United Farm Workers of America
Unveiling Holy Cross Memorial
Honoring the 28 ‘Deportees’
Labor Day, September 2, 2013—Fresno
Cesar Chavez was 20 and serving in the U.S. Navy when he heard of the plane wreck at Los Gatos Canyon in 1948. It helped convince him that someone had to change how farm workers are treated . . . although he had no idea then that person would be him.
Today, the “deportees” finally have their names, thanks to efforts over the decades—from Woody Guthrie to Tim Hernandez and to Bishop Ochoa and Carlos Rascon with the Diocese of Fresno.
Honoring the 28 deportees with this Mass and memorial listing their names is long overdue.
Today, farm workers still produce the greatest bounty of food the world has ever known. Yet instead of calling them by their names, they are called names . . .
Illegals. Aliens.

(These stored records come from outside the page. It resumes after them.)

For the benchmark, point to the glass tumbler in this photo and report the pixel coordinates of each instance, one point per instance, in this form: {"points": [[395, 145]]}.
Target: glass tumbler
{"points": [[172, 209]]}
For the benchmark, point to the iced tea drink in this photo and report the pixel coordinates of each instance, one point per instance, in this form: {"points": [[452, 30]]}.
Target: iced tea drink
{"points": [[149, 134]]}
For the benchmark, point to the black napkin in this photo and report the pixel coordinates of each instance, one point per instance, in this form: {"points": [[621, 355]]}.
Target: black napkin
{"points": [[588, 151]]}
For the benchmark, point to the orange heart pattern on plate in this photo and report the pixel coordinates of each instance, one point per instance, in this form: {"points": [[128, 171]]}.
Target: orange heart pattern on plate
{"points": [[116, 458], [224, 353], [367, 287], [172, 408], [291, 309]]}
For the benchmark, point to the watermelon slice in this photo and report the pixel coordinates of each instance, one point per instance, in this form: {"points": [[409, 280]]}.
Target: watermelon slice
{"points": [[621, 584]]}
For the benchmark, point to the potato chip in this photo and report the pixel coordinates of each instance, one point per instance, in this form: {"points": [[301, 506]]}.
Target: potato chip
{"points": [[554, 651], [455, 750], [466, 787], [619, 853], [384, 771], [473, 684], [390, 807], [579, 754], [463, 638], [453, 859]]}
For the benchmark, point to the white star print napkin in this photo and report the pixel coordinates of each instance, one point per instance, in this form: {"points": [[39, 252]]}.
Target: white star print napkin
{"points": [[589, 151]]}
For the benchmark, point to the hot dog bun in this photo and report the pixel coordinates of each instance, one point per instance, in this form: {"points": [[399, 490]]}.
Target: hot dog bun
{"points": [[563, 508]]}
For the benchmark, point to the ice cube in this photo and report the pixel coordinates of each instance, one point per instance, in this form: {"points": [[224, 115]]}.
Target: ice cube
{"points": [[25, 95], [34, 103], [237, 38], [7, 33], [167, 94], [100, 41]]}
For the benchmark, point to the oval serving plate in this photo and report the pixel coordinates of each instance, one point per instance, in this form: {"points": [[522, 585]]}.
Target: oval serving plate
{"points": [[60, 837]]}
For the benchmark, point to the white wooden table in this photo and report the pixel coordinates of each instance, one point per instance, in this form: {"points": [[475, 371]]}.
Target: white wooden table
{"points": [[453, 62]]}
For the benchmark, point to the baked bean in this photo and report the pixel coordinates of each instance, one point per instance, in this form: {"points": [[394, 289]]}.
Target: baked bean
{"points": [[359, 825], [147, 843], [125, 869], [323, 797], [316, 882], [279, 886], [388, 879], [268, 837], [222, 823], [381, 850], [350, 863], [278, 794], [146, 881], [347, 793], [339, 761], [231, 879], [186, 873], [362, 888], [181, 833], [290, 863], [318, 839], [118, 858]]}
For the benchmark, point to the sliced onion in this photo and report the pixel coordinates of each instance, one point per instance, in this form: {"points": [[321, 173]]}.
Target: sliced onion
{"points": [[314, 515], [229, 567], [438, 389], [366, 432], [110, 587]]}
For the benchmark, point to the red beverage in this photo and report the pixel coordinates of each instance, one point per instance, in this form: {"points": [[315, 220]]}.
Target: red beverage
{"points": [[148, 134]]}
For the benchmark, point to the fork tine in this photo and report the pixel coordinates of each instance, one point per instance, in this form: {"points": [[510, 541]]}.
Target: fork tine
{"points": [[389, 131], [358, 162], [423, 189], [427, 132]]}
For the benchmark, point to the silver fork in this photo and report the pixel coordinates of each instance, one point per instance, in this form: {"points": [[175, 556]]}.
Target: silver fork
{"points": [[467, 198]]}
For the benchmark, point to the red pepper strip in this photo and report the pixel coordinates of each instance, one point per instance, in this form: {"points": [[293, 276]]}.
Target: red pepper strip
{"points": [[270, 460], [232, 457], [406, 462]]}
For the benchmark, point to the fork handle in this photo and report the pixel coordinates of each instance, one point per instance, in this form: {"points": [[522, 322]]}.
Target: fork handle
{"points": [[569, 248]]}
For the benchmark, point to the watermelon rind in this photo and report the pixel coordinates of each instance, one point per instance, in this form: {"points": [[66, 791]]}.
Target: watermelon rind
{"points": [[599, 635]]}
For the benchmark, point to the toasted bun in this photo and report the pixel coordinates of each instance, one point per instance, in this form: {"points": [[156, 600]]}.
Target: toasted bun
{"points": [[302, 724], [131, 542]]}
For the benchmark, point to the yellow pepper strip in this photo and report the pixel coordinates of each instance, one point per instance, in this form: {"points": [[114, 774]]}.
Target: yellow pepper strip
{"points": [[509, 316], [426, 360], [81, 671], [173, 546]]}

Lawbreakers.
So in a genuine sense, farm workers today honor their compatriots who now rest in peace here with their names by continuing to struggle . . . so one million immigrant farm workers can some day stand up and claim—in their own names—their rightful place in this society they sustain with their toil and their sacrifice.
Farm workers today honor their brothers and sisters who perished in 1948 by continuing to struggle for immigration reform . . . for the bipartisan comprehensive Senate bill now in the House of Representatives.
Farm workers today also honor their sisters and brothers who died sixty-five years ago by continuing to battle nonviolently for a better life through union contracts at companies like Gerawan Farming in Fresno.
May the Lord bless and keep the 28 who rest here. May the Lord also be with today’s farm workers as they struggle for the freedom and self-determination that are their birthrights as workers and as human beings.